Boxing stories have an unfortunate tendency to blend together, especially when they’re based on real people. While Rocky Balboa can take on the whole USSR, the recent spate of boxing movies feels like they’re only interesting to people who remembered the events contemporaneously. Not every story is going to be on the level of Muhammad Ali, where the fighter is such a towering figure that you would understand him even if you had never watched a boxing match. But for movies like Hands of Stone, Bleed for This, and now Christy, it feels like we’re in the deep cuts of boxing history where the filmmakers are trying to find a distinctive angle only to return to your standard rise-fall-redemption arc. Christy could upend this trend thanks to the contours of Christy Martin’s story, but director and co-writer David Michôd bloats the film with redundancies and montages rather than making the lean, mean picture his subject deserves.

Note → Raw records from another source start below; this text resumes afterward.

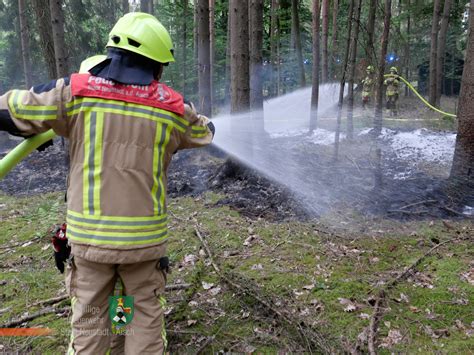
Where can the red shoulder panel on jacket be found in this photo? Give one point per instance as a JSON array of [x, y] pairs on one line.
[[156, 94]]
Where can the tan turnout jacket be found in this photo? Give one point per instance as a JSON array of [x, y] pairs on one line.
[[121, 141]]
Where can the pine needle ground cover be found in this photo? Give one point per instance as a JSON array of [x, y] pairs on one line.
[[250, 285]]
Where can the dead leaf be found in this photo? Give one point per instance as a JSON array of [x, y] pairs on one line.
[[394, 337], [190, 259], [191, 322], [364, 316], [349, 305], [468, 276], [215, 290], [206, 285]]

Christy Martin (Sydney Sweeney), a coal miner’s daughter from West Virginia, put women’s boxing on the map. The movie charts her rise starting in the late 80s and her fateful relationship with trainer and then husband, Jim Martin (Ben Foster). The movie leans into the juxtaposition of Martin as a fierce fighter in the ring, but outside, she’s insulted by her mother (Merritt Weaver) and then abused by Martin. Despite the professional success Martin receives, her husband’s jealousy and her internalized homophobia and self-loathing begin to chip away at everything she’s built.
I understand that Michôd and co-writer Mirrah Foulkes are eager to keep Martin as the focal point of the story, but they should have found a way to bring the layperson into the larger boxing world. What was women’s boxing before Martin? Was all it took to make her a star a loose relationship between her husband and Don King (Chad L. Coleman)? The film puts in plenty of time to providing personal context for Martin, but we’re hearing this story because of her professional success. If we don’t grasp what Martin is up against beyond “There are no famous women boxers,” then no amount of training montages or boxing matches will help illuminate why she’s an impressive athlete.

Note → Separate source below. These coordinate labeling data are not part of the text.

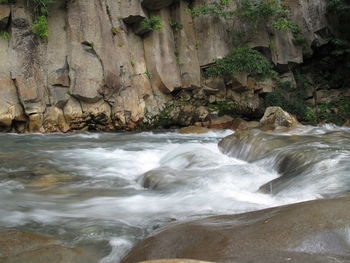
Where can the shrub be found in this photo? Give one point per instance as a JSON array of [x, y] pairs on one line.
[[40, 26], [152, 23], [244, 59], [5, 35]]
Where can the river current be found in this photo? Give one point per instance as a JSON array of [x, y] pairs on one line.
[[110, 190]]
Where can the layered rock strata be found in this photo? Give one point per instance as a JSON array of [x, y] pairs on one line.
[[98, 70]]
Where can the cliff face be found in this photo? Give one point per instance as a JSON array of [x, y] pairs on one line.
[[100, 70]]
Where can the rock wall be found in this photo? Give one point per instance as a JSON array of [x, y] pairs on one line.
[[100, 70]]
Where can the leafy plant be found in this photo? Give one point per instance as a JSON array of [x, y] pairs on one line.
[[4, 34], [40, 26], [115, 30], [260, 11], [152, 23], [244, 59], [216, 8], [149, 74], [176, 26]]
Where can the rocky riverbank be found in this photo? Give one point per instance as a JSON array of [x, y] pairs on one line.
[[96, 70], [312, 232]]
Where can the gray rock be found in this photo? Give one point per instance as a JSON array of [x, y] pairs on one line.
[[309, 232]]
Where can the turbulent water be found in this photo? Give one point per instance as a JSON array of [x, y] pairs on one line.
[[112, 189]]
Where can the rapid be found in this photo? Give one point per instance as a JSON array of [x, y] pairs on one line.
[[111, 190]]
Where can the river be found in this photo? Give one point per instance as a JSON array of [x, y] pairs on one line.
[[90, 188]]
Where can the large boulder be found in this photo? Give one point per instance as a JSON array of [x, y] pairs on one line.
[[156, 4], [193, 129], [18, 246], [174, 260], [309, 232], [275, 117]]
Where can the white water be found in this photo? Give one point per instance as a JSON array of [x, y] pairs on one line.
[[105, 201]]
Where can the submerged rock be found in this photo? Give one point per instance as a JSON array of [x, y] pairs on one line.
[[276, 117], [193, 129], [159, 178], [18, 246], [175, 260], [309, 232]]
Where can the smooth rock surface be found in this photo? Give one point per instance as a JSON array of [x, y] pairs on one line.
[[309, 232], [17, 246], [275, 117]]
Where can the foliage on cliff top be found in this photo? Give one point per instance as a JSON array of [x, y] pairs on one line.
[[152, 23], [244, 59]]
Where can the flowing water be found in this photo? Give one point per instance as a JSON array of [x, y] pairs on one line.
[[110, 190]]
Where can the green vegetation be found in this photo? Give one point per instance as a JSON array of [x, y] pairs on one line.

Instead, the film focuses on the idea that a woman who was so physically dominating in the ring could still be a victim of domestic abuse. That’s an important story to tell, and the movie does a great job of explaining the psychological damage done by Martin’s mother to lay the groundwork for a predator like Jim to further control and belittle Christy. Furthermore, it demonstrates how Christy, a gay woman, could internalize homophobia and spew venom at a lesbian boxer like Lisa Holewyne (Katy O’Brian). We’re always tracking along with Christy’s emotional journey, and that does lead to some narrative payoff even if we can’t always appreciate her athletic career.

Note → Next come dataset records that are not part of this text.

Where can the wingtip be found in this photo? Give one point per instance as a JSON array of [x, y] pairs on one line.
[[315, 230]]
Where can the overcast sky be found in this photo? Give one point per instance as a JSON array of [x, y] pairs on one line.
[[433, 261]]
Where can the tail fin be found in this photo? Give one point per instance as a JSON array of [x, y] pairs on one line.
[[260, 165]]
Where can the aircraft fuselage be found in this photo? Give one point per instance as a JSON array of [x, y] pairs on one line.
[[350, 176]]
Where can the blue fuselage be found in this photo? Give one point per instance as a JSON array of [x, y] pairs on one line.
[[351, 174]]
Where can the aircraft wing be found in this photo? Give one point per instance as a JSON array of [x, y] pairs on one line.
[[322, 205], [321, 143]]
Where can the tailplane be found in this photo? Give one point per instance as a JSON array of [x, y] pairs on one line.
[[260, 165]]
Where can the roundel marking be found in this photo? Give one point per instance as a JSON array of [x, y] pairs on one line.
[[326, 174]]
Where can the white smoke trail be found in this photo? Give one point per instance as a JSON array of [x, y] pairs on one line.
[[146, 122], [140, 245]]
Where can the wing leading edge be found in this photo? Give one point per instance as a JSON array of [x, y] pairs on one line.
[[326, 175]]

However, there’s a slight mismatch at the center of the movie, with Sweeney never feeling like she carries the age of the character. It’s a story that begins in the late 80s and then carries us all the way to 2012, but Sweeney always keeps her youthful glow; only the wigs change. Part of that is a makeup problem and not appropriately aging her with the character, but Sweeney also has difficulty playing an older woman. It’s one thing to play a hardscrabble woman who will curse out a man in court, but I always knew I was watching an actor in her 20s. It feels like Christy’s hairstyles have been on a journey, but not the person.
For a film that runs over two hours, it’s tough to say it provides a better understanding of Martin than what we get from her own words in the 2021 documentary Untold: Deal with the Devil. The aspects of the story that are unique to Martin—her sexuality, suffering from domestic abuse, and being a groundbreaking professional athlete—only work in fits and spurts. Martin is an athlete worthy of a biopic, but Christy can’t help but resort to the old, familiar combos, and those staid plot beats end up overshadowing what could have been a knockout sports drama.